By Stephanie Armour, USA TODAY 1/21/2008
In what some analysts are calling the worst housing slump since the Great Depression, employers are paying more to get reluctant employees and new hires to sell their homes and relocate for work.
Employees are more reluctant to move because they worry about their ability to sell their homes without taking a loss.
Fourteen percent of employers say they’re more willing to pay to relocate new employees from another area to their company’s location this year compared with last year, according to a joint survey by CareerBuilder.com and Apartments.com, and conducted by Harris Interactive.
The survey included 2,417 hiring managers and 5,727 employees, and had a sampling error of plus or minus 2 percentage points.

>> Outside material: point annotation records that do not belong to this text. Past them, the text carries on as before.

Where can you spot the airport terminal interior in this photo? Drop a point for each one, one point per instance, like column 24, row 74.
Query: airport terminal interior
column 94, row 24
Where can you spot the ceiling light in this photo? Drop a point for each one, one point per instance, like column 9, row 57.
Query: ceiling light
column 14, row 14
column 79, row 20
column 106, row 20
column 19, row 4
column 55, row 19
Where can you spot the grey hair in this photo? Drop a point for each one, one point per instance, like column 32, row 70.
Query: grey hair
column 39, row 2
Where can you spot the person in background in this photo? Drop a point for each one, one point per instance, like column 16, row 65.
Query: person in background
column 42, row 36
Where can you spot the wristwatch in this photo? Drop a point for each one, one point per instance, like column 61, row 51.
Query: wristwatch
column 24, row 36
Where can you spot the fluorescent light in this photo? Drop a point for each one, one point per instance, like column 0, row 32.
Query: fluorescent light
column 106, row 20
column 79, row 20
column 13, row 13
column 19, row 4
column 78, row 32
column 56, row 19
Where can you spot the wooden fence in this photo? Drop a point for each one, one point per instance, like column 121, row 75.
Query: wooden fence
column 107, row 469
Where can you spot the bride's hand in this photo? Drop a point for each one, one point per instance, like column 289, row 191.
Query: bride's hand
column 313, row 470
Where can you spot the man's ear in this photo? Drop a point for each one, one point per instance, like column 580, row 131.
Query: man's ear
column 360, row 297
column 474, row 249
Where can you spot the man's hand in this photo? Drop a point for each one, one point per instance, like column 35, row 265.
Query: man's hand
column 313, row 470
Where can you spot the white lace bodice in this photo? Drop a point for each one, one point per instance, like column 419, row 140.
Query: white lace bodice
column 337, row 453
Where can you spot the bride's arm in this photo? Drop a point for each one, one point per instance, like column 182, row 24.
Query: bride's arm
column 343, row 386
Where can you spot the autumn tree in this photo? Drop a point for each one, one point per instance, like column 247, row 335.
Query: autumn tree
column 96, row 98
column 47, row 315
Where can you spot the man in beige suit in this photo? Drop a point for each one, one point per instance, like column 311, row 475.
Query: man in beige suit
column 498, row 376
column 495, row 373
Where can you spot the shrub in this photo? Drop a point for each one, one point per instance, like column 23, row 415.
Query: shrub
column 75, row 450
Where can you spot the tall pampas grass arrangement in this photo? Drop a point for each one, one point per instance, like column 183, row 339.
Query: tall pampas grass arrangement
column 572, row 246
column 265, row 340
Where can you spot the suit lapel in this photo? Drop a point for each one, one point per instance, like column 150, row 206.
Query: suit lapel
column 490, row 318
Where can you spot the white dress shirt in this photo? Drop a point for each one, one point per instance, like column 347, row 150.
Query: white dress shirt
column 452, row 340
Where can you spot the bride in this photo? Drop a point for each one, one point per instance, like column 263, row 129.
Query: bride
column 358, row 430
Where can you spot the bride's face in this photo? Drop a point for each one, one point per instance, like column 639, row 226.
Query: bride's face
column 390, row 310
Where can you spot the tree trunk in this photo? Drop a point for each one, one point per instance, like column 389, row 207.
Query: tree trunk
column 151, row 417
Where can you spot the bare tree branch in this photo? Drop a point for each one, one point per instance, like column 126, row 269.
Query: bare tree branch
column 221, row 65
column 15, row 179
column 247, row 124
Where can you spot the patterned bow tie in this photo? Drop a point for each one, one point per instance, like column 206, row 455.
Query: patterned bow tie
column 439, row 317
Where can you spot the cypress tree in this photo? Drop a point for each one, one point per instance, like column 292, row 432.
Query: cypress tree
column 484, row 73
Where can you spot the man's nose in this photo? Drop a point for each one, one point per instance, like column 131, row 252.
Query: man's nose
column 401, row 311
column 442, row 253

“What’s going on in the housing market is causing an increasing reluctance for candidates to consider relocating,” says Sally Stetson, co-founder of Salveson Stetson Group, a Philadelphia executive search firm. “Employers are much more willing to extend corporate housing on a month-to-month basis.”
When asked how much they’d be willing to spend to relocate an employee, 40% say more than $1,000. One-third is willing to spend more than $2,500, and one in 10 is willing to spend more than $10,000.
What employers are doing:
•Extending temporary housing. Employers are extending temporary housing allowances from two to three months to up to eight months, an indicator of how hard it is today for relocating employees to sell their homes.
•Purchasing employees’ homes. Larger companies in some cases will buy the new employee’s home as a buyer of last resort. Home Depot (HD), for example, will buy a relocating employee’s residence once it’s been on the market for 90 days.
In a different approach, some companies offer to subsidize part of a relocating employee’s cost of renting a home in a new location.
“Companies know it’s a tough time, and they’re willing to make it attractive” to relocating employees, says Karen McRae, a vice president at Jenny Pruitt & Associates, an Atlanta real estate firm.
•Letting employees long-distance commute. Some companies will let a new hire or employee who can’t relocate work remotely, or let them commute long distances, going to the main office less frequently.
IBM (IBM) has a large virtual workforce, which helps employees in today’s market because they can often have the flexibility to work where and when they want. Forty percent of IBM’s global population of 355,000 works from a remote location — about 50,000 in the USA, up from 10,000 in 1995.
Employees with families “can hit the ground running if they don’t have to relocate,” says Dan Pelino, IBM’s general manager of global health care and life sciences. “You can find the best talent, independent of where they live.”